V.   Déclarer irrecevables les conclusions Nos 6 et 7.

VI. Rejeter les conclusions Nos 8 et 9.
(...)".

Par jugement du 29 janvier 2004, la IIe Cour civile du Tribunal cantonal
neuchâtelois a condamné la défenderesse à payer à la demanderesse les sommes
de 2'036'349 fr. et de 61'730 fr., intérêts en sus, contre expédition par la
demanderesse, aux frais de cette dernière, respectivement des 392 montres
constituant le stock de Hong-Kong et des 31 montres constituant le stock de
Taïwan. La cour a en outre condamné la défenderesse à verser à la
demanderesse 280'557 fr. 60 avec intérêts correspondant à des frais de
publicité et au prix de huit montres déjà retournées en Suisse. Elle a
prononcé la mainlevée définitive de l'opposition au commandement de payer
dans la poursuite xxx de l'Office des poursuites du Littoral et du
Val-de-Travers à concurrence de ce dernier montant, intérêts en sus.

C.
B. ________ recourt en réforme au Tribunal fédéral. Elle conclut à
l'admission
de son recours et au renvoi de la cause à la cour cantonale pour nouvelle
décision.

D.  ________ invite le Tribunal fédéral principalement à déclarer le recours
irrecevable, subsidiairement à le rejeter.

La cour cantonale se réfère à son jugement.

Le Tribunal fédéral considère en droit:

1.
1.1  Interjeté en temps utile (art. 54 OJ) par la partie qui a été déboutée
de
ses conclusions et dirigé contre une décision finale rendue en dernière
instance cantonale par un tribunal supérieur (art. 48 OJ), le recours porte
sur une contestation civile dont la valeur litigieuse atteint le seuil de
8'000 fr. (art. 46 OJ).

1.2  Les conclusions et la motivation du recours soulèvent divers problèmes
(art. 55 al. 1 let. b et c OJ).

A la différence d'un pourvoi en cassation ou en nullité, le recours en
réforme est un moyen de droit destiné à obtenir la modification de la
décision entreprise.

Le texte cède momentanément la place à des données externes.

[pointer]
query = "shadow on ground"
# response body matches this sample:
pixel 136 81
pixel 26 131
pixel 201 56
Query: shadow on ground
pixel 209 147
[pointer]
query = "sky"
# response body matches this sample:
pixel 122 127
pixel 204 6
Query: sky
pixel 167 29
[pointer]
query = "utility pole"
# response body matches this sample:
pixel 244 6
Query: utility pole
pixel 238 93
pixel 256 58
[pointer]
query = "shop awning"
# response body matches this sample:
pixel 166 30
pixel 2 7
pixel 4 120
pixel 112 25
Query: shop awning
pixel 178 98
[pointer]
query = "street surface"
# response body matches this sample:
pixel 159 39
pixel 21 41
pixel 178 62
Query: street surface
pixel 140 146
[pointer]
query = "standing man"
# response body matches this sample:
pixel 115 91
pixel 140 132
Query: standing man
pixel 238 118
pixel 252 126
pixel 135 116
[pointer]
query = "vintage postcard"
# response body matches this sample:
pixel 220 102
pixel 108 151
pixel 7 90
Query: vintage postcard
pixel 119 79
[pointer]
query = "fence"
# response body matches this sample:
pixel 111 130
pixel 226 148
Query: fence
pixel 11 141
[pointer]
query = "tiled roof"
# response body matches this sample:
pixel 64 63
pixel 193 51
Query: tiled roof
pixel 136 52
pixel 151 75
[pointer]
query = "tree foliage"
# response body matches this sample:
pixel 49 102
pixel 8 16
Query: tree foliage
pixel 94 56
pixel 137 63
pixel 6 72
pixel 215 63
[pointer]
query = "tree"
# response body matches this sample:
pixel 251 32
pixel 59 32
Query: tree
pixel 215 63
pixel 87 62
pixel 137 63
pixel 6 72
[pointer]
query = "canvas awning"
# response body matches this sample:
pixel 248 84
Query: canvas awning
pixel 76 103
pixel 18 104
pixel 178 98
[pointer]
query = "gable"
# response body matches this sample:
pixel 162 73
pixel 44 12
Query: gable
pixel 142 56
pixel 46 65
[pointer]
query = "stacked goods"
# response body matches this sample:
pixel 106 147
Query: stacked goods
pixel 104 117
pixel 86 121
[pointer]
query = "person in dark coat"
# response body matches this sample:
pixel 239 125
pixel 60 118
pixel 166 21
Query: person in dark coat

A moins qu'il ne lui manque des éléments de fait
déterminants, le Tribunal fédéral statue donc lui-même sur le fond en cas
d'admission du recours (art. 63, 64 OJ). La loi d'organisation judiciaire
exige dès lors du recourant qu'il indique non seulement exactement les points
attaqués de la décision qu'il conteste, mais aussi quelles sont les
modifications qu'il demande, étant précisé qu'il ne peut présenter de
conclusions nouvelles (art. 55 al. 1 let. b OJ) et que le Tribunal fédéral ne
peut aller au-delà des conclusions des parties (art. 63 al. 1 OJ). Un recours
sans conclusions au fond dans une cause où les faits sont clairs est d'emblée
déclaré irrecevable, sauf si les modifications souhaitées par le recourant
ressortent à l'évidence de son écriture (ATF 130 III 136 consid. 1.2; 125 III
412 consid. 1b; 110 II 74 consid. I/1; 106 II 201 consid. 1; 103 II 267
consid. 1b; 101 II 372). S'agissant des motifs du recours, il faut qu'ils
indiquent succinctement quelles sont les règles de droit fédéral violées par
la décision attaquée et en quoi consiste cette violation. Ce n'est que dès
l'instant où une conclusion est motivée de façon conforme à l'art. 55 al. 1
let. c OJ que la règle selon laquelle le Tribunal fédéral applique le droit
d'office intervient (art. 63 al. 1 et 3 OJ; Poudret, COJ II, n. 3.3 ad art.
63, p. 523).

En l'occurrence, la défenderesse conclut uniquement au renvoi du dossier en
instance cantonale, sans qu'aucun complément d'instruction n'apparaisse
nécessaire. Du surcroît, les motifs de recours ne se distinguent pas par leur
clarté. On comprend néanmoins que la défenderesse entend principalement
obtenir le rejet de la demande, subsidiairement une modification de la
condition à laquelle est subordonné le paiement des stocks d'invendus, la
condition devant être la livraison des marchandises à son siège, et non
l'expédition de celles-ci depuis Hong-Kong. L'acte de recours ne contient
aucune argumentation spécifique au sujet du prix des huit montres déjà
retournées en Suisse. De même, le calcul des montants alloués n'est pas
discuté.

La demanderesse est d'avis que, même en admettant que la défenderesse aurait
suffisamment manifesté sa volonté d'obtenir la réforme du jugement attaqué
dans le sens du rejet de l'action, une telle conclusion serait encore
irrecevable, parce que nouvelle. La recourante intervertirait en effet
l'ordre de ses conclusions principales et subsidiaires, changeant aussi le
fondement juridique de celles-ci. L'argumentation de l'intimée paraît
soutenable si on se réfère aux conclusions formelles reproduites dans le
jugement attaqué. En revanche, si on se réfère au résumé de la position de la
défenderesse qui suit immédiatement ses conclusions formelles, la situation
est moins nette. Il n'est pas nécessaire d'examiner plus avant ces questions.
En effet, supposé recevable du chef de l'art. 55 al. 1 let. b et c OJ, le
recours doit de toute façon être écarté pour les raisons exposées plus bas.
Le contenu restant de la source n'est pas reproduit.